Happily, they disembarked at Hereford, but a middle-aged man with a moustache then picked up the baton, talking 50 per cent too loudly into his mobile phone about the merits of three people called Daniella, Simon and Ben, all on a shortlist for a vacancy in his company, which may or may not be called Plonkers Consolidated. Daniella comes from Edinburgh, I can tell you, while Simon plays golf, and Ben is prematurely grey. And if any of them would like to contact me regarding their prospects, I can enlighten them further. As can about 20 other people whose journey through the Welsh borders unfolded with the same soundtrack. At Newport I got off with a woman with a nose stud and as we landed on the platform she smiled at me and said: "I think Ben's got it in the bag, what do you think?" I laughed and said that Daniella was my choice. "Yes, but she's got to relocate," my nose-studded friend pointed out, with mock solemnity.

I have often reflected that travelling by train offers a vivid insight into the British condition, but my fellow Herefordshire-dweller Matthew Engel has, in a manner of speaking, gone several stations further, writing a brilliant new book called Eleven Minutes Late: A Train Journey To The Soul of Britain. Coincidentally, he was on his way to Paddington via Newport when he hit upon the idea, shortly after legging it between platforms at Newport because the Arriva Trains Wales service had unaccountably stopped dead outside the station, almost making him miss his connection with the First Great Western from Swansea to London.

This unaccountable stopping just outside Newport is the bane of my life no less than Matthew's. The train chugs along, lulling you into heady anticipation of time to spare, perhaps even time for a cup of tea and a croissant from Upper Crust, when suddenly it grinds to the kind of unequivocal halt that suggests Butch Cassidy and his gang might be up ahead, pointing guns. And of course there's no chance of anyone holding the train you and dozens of others are hoping to catch, because Arriva Trains Wales and First Great Western have, I'm practically certain, a "bugger the passengers" pact. Not, of course, that catching the desired train guarantees arrival at the desired time.

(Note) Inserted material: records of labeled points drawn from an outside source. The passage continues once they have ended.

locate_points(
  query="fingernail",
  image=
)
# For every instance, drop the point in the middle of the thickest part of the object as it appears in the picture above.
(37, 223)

As Scylla and Charybdis were to Odysseus, who could get past one but not the other, so, to the intrepid First Great Western voyager, are signal failure at Didcot Parkway and faulty overhead power cables just outside Slough.

The beauty of Eleven Minutes Late, I should add, is that it combines a sustained and very funny rant about the chaotic state of Britain's privatised rail system with huge affection for the romance of the train, and indeed with a beguiling history of rail travel. It starts with the epically hapless William Huskisson MP, illustrious former President of the Board of Trade, whose story should be familiar to anyone with a keen sense of irony. For on September 15, 1830, the opening day of the Liverpool and Manchester Railway, and the day after assuring his constituents in Liverpool that railways were a marvellous invention, Huskisson fell, fatally, under the wheels of George Stephenson's celebrated Rocket. As Matthew wryly points out, Huskisson's tragic accident that day made him one of those figures, like the archduke Franz Ferdinand, whose entire life has been eclipsed by the manner of his death. And I don't suppose it is of any consolation to his ghost, forlornly wandering the tracks at Newton-le-Willows, to know that train travel would later provide the descendants of his constituents with one of their most colourful euphemisms. To this day, the act of coitus interruptus is known in Liverpool as "gerring off at Edge Hill", Edge Hill being the penultimate stop before Lime Street station. I love train metaphors, and that's one of my favourites. Indeed, I love trains in general. If only I didn't have to depend on them to get around.